(Québec) Après deux mois passés au front à soigner les victimes de la pandémie, les infirmières se disent fatiguées et estiment avoir le droit de prendre des vacances, comme tout le monde, cet été.

Elles exigent donc du gouvernement Legault qu’il annule sa décision prise en mars, ayant pour effet de mettre en veilleuse leurs conditions de travail, incluant les vacances, en raison de la crise sanitaire qui sévit au Québec.

Elles étaient une trentaine, mardi, venues manifester devant les bureaux du premier ministre François Legault à Québec, entourant — à bonne distance — la présidente de la Fédération interprofessionnelle du Québec (FIQ), Nancy Bédard.

« Ce qu’on veut, c’est le fait de récupérer nos droits, nos vacances, nos congés, nos horaires de travail. Qu’on arrête d’être bafouées et d’être malmenées », a résumé la présidente de la FIQ, devant les journalistes.

La FIQ représente 76 000 professionnels de la santé, dont bon nombre ont été durement éprouvés au cours des derniers mois.

Le processus de déconfinement étant désormais amorcé, le gouvernement doit maintenant respecter les conventions collectives conclues entre les parties, a fait valoir Mme Bédard.

L’heure est venue de « cesser de traiter les gens par arrêté » ministériel, a-t-elle revendiqué.

Le 21 mars, le gouvernement a adopté l’arrêté ministériel 2020-007, en vertu duquel les gestionnaires du réseau de la santé obtenaient plus de pouvoirs, dont celui de suspendre ou d’annuler les congés de toute nature, incluant les vacances déjà autorisées, et celui de modifier leurs horaires de travail.

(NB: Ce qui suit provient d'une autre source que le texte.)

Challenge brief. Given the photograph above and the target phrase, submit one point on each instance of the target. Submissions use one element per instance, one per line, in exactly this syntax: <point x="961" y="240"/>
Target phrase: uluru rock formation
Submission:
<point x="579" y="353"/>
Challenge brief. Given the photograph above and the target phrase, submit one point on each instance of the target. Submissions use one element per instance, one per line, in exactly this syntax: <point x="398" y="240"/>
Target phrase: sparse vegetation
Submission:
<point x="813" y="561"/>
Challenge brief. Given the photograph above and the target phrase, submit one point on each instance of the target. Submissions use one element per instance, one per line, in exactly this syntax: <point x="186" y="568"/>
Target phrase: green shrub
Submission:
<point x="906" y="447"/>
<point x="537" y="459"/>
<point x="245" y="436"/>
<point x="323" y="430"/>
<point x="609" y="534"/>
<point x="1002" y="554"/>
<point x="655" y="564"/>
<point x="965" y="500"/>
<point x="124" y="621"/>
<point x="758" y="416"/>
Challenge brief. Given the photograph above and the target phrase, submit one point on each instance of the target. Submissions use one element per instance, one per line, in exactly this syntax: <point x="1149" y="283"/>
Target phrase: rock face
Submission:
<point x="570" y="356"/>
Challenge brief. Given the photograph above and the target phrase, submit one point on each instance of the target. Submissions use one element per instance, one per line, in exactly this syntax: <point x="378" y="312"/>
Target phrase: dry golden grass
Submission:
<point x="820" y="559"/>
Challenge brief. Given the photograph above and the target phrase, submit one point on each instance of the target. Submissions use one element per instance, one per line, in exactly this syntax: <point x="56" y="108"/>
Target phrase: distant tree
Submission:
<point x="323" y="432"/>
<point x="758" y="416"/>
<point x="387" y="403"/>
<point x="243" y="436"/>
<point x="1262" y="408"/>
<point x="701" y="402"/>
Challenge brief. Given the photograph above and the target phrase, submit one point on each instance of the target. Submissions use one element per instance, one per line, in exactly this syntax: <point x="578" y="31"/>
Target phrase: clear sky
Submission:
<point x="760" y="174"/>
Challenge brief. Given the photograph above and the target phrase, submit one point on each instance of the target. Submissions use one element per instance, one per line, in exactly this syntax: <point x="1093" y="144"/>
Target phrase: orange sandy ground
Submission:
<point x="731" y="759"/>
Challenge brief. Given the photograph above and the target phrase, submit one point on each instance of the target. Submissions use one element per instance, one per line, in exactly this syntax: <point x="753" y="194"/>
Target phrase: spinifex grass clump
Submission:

La ministre de la Santé, Danielle McCann, qui a signé l’arrêté ministériel, était présente sur les lieux, masquée. Elle s’est montrée compréhensive, disant vouloir « aller au maximum » de ce que le gouvernement pouvait faire pour respecter le droit des infirmières de planifier leurs vacances, mais sans prendre aucun engagement précis.

PHOTO JACQUES BOISSINOT, LA PRESSE CANADIENNE

La ministre de la Santé, Danielle McCann

« Vous avez besoin de vous reposer. Vous êtes fatiguées », a reconnu la ministre, en s’adressant aux manifestantes.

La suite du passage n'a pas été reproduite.